Deep reinforcement learning works a lot like a child learning a skill: practice makes perfect. For an autonomous agent like a robot, though, its environment has to be reset to its original state between attempts—a chore that can take hours as humans scurry around replacing objects, for example.

A new arXiv paper by researchers with Google Brain, the University of Cambridge, the Max Planck Institute for Intelligent Systems, and UC Berkeley details a method that can teach an agent to reset the environment for the next attempt, as well as stop it from performing actions that would be irreversible. 

Their advance was to give agents a “forward” and “reset” policy that work together. While the forward policy is tasked with learning a skill, hitting reset forces an agent to learn how to “leave no trace,” effectively rewinding an action. Actions that the robot thinks would be irreversible are aborted as soon as possible.
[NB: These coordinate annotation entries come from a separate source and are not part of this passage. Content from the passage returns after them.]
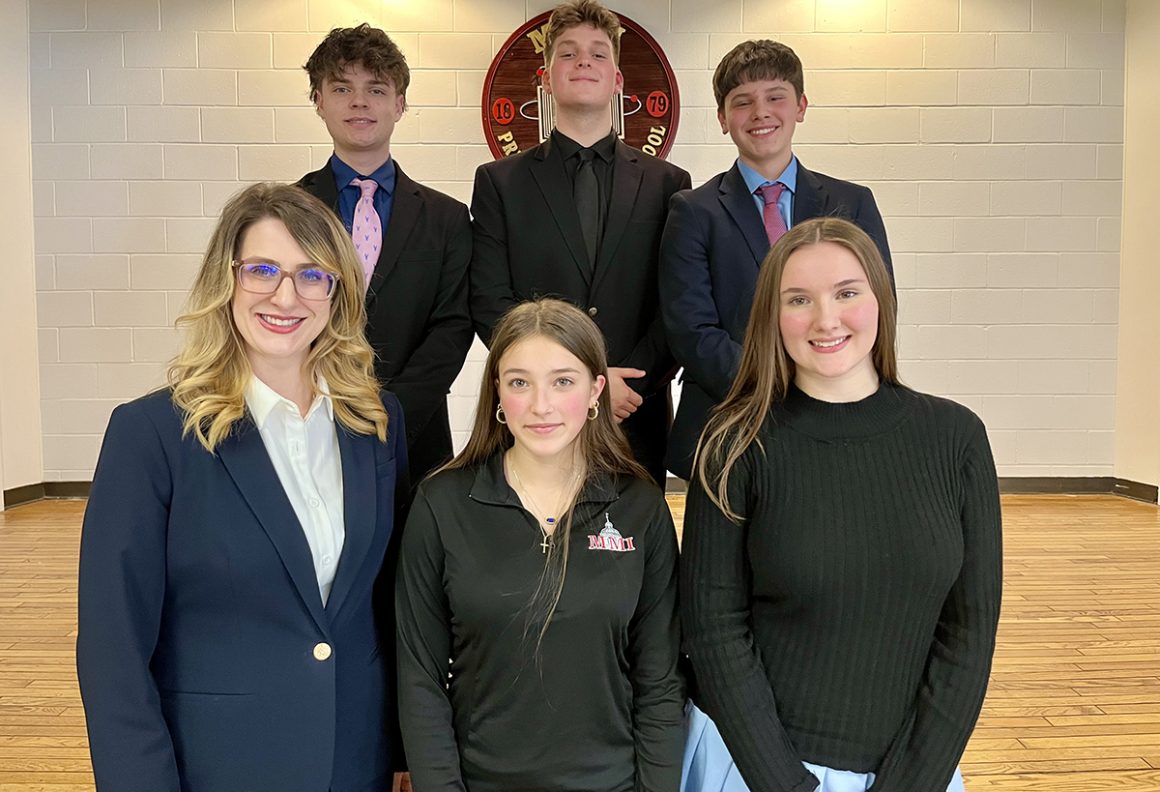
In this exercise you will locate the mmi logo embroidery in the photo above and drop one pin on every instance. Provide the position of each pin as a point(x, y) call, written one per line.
point(610, 539)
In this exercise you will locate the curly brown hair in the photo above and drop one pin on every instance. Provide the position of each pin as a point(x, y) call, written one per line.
point(362, 45)
point(581, 12)
point(759, 59)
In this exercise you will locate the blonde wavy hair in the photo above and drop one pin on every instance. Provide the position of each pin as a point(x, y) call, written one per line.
point(209, 375)
point(767, 371)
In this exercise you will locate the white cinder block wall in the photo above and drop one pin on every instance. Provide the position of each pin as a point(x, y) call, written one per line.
point(991, 131)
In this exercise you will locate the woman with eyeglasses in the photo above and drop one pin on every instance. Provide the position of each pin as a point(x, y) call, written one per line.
point(230, 631)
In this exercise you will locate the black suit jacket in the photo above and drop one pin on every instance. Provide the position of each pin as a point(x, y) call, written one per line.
point(528, 244)
point(417, 307)
point(712, 248)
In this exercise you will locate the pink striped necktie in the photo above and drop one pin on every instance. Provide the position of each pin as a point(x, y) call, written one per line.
point(367, 229)
point(771, 216)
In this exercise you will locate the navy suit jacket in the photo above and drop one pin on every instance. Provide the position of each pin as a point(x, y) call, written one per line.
point(417, 307)
point(201, 626)
point(711, 252)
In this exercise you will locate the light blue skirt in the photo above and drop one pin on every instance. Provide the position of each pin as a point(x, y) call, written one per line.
point(709, 768)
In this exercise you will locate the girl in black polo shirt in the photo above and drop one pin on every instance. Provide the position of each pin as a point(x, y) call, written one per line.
point(542, 564)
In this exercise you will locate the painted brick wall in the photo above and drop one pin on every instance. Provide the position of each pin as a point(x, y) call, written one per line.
point(991, 131)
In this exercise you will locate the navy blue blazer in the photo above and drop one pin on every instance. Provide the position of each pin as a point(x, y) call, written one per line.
point(205, 658)
point(711, 249)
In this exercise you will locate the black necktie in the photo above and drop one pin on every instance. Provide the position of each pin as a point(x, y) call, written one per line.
point(586, 194)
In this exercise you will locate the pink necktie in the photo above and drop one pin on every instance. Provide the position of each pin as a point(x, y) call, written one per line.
point(775, 226)
point(365, 227)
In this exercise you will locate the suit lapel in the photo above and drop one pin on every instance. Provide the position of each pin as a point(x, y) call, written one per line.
point(359, 511)
point(406, 205)
point(810, 198)
point(245, 458)
point(737, 201)
point(626, 176)
point(321, 186)
point(548, 171)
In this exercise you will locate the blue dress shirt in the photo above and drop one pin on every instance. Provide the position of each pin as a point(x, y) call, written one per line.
point(754, 180)
point(349, 195)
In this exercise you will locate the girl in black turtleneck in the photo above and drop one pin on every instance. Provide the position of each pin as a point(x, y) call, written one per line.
point(841, 571)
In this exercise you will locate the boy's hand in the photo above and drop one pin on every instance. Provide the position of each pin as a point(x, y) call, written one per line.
point(624, 399)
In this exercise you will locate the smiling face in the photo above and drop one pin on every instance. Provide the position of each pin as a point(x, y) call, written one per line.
point(828, 322)
point(360, 110)
point(278, 328)
point(545, 392)
point(582, 73)
point(760, 116)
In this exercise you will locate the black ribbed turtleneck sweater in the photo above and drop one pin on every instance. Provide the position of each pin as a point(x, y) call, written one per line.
point(849, 619)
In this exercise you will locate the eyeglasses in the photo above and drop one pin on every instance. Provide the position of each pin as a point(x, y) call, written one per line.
point(265, 277)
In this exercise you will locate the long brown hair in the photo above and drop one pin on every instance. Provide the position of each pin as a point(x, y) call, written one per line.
point(210, 372)
point(766, 370)
point(601, 445)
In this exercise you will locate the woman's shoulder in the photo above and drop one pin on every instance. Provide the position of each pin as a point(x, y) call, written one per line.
point(156, 406)
point(448, 485)
point(940, 407)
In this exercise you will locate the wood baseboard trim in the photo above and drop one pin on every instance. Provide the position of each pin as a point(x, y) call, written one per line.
point(1100, 485)
point(26, 494)
point(35, 492)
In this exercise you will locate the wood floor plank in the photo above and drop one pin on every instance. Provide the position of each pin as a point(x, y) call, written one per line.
point(1073, 706)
The researchers write that they sought to give their agents “intuition” to classify anything that is reversible as safe, since it’s possible to go back to the original state. Through trial and error, the agent discovers that more and more actions are reversible, allowing it to explore safely.

Deep reinforcement learning is often done in simulation, and especially when real-world environments will be less forgiving of errors, like an autonomous car driving over a cliff. Even for safer situations, waiting for manual resets can become a bottleneck for data collection. For this reason, the team’s work was confined to virtual environments. Eventually, however, real-world testing has to be done, and this research could make it faster and safer.

As Jack Clark points out in his Import AI newsletter, this paper echoes the work outlined in another paper (PDF) from Facebook AI Research last month, in which a single agent has two separate modes, nicknamed Alice and Bob, one of which tries to reverse the task the other has attempted to complete. This type of work to make AI able to plan ahead could save it (and us) from disastrous mistakes in the future.